Dia menilai, rencana penetapan biaya tambahan tersebut kurang adil jika dibebankan pada tiket pesawat dan turut ditanggung oleh warga yang sebenarnya menggunakan jasa transportasi pesawat terbang tidak untuk kebutuhan kunjungan wisata.
”Kebijakan tersebut sungguh tidak adil, kurang pas diberlakukan karena banyak orang menggunakan pesawat terbang untuk kebutuhan bepergian urusan keluarga ataupun keperluan darurat lainnya,” ujarnya.
Ketua Forum Daya Tarik Wisata Kabupaten Magelang, Jawa Tengah, Edwar Alfian menegaskan penolakan serupa. Rencana pembebanan biaya tambahan pada tiket pesawat mengesankan pemerintah berlaku seolah-olah seperti preman.
”Seenaknya mengambil keuntungan dengan penambahan biaya di tiket pesawat, mengesankan pemerintah menjadi preman, tukang palak yang seenaknya memaksa, melakukan pungutan di jalan,” ujarnya.

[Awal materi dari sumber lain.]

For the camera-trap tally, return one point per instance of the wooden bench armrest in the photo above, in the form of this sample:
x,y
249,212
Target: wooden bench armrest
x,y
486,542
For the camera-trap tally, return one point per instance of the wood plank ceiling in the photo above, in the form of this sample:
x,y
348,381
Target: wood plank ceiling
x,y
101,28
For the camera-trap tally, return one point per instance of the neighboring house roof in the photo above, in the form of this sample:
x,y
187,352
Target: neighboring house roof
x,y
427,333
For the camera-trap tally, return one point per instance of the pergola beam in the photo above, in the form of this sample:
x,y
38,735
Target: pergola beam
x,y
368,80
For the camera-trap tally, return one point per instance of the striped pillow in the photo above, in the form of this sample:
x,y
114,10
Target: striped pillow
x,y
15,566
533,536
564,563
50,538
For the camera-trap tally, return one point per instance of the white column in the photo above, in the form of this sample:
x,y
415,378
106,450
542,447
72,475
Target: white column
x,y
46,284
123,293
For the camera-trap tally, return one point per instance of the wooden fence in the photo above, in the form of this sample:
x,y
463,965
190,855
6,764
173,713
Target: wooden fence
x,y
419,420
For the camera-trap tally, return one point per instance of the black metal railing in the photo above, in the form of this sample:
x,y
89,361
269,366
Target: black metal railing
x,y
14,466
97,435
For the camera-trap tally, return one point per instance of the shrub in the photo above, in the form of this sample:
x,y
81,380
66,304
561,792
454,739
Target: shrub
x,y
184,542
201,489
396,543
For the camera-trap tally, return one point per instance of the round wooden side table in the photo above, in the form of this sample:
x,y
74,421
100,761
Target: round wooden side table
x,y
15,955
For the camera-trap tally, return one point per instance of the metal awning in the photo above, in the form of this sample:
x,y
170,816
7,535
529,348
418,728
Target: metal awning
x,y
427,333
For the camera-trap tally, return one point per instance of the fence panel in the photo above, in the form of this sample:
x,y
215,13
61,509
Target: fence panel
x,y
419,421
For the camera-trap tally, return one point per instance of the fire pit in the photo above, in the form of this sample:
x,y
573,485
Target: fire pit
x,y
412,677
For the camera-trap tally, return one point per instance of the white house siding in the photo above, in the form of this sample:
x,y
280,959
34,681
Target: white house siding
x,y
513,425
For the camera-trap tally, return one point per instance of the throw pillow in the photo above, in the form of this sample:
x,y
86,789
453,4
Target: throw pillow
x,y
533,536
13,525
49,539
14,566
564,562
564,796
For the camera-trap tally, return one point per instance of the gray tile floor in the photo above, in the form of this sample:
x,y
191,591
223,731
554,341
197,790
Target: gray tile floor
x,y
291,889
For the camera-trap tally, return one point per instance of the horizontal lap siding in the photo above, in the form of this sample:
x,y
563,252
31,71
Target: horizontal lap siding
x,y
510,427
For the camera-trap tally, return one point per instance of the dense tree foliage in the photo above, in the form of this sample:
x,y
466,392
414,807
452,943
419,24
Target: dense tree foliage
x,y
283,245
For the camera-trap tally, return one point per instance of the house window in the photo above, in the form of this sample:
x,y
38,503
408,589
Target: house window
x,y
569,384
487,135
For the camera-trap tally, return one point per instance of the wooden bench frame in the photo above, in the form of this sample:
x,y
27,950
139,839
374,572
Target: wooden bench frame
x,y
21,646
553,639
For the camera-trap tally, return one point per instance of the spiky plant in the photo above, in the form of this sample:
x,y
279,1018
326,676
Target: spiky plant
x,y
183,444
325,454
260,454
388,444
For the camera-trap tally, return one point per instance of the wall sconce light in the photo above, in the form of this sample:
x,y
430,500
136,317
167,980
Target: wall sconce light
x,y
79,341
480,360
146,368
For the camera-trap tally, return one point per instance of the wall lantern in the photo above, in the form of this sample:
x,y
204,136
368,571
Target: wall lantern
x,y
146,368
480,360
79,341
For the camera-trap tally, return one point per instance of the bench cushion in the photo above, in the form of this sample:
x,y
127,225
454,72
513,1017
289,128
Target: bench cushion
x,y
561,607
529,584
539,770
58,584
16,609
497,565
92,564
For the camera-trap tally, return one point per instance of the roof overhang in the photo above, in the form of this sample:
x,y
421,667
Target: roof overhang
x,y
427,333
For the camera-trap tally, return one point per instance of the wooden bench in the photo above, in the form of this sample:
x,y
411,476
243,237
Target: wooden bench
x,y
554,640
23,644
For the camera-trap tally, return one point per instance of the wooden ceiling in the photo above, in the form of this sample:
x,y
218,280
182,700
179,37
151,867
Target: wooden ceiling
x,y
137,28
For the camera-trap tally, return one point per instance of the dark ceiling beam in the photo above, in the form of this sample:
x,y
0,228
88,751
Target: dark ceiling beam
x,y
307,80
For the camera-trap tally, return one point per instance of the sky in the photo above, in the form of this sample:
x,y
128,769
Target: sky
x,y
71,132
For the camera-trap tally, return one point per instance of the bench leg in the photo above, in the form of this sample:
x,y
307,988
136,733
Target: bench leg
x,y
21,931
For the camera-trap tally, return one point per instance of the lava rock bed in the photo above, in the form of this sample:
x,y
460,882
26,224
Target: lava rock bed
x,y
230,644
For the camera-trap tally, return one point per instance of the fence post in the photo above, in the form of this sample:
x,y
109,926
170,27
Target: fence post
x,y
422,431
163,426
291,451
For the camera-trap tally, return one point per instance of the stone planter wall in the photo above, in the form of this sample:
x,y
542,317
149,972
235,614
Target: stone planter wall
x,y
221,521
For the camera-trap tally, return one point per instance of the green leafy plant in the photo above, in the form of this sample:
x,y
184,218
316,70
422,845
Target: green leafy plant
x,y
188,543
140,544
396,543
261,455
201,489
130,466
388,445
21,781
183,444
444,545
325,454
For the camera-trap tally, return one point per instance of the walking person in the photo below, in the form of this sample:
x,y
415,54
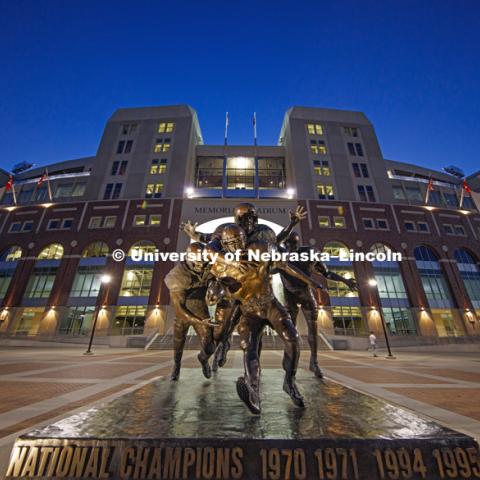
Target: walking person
x,y
372,340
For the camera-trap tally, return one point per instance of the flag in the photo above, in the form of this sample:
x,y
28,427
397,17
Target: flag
x,y
9,184
429,189
226,127
42,179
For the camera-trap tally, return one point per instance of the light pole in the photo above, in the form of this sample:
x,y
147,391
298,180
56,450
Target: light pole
x,y
104,281
373,283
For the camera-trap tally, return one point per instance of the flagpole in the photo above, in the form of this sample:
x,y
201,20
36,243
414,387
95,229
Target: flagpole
x,y
226,128
49,188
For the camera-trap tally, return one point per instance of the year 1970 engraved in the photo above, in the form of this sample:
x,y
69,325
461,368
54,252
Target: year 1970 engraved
x,y
396,464
283,464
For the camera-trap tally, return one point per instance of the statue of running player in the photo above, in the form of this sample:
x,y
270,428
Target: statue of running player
x,y
297,293
245,216
251,287
187,282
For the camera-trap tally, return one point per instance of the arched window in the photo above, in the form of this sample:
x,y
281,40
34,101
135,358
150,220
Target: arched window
x,y
393,294
346,313
470,273
11,254
8,263
41,280
437,291
138,273
95,249
54,251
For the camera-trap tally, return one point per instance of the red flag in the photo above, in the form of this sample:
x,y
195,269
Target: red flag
x,y
9,184
42,179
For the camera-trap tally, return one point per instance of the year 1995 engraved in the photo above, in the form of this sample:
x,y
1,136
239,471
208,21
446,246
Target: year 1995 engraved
x,y
457,462
285,463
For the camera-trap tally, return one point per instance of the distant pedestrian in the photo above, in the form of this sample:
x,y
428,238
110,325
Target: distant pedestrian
x,y
372,341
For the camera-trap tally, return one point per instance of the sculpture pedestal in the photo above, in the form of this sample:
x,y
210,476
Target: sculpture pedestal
x,y
199,429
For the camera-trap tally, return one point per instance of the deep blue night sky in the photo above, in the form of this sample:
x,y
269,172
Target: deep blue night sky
x,y
413,67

Jika kemudian ternyata diperlukan tambahan biaya untuk kebutuhan pariwisata, Edwar menuturkan, pemerintah semestinya menyediakan fasilitas layanan tambahan untuk mendapatkan tambahan dana tersebut. Di Kabupaten Magelang, misalnya, layanan tambahan yang bisa diberikan berupa transportasi untuk wisata di kawasan Borobudur, yang bisa disediakan dalam wujud shuttle bus atau kendaraan lainnya.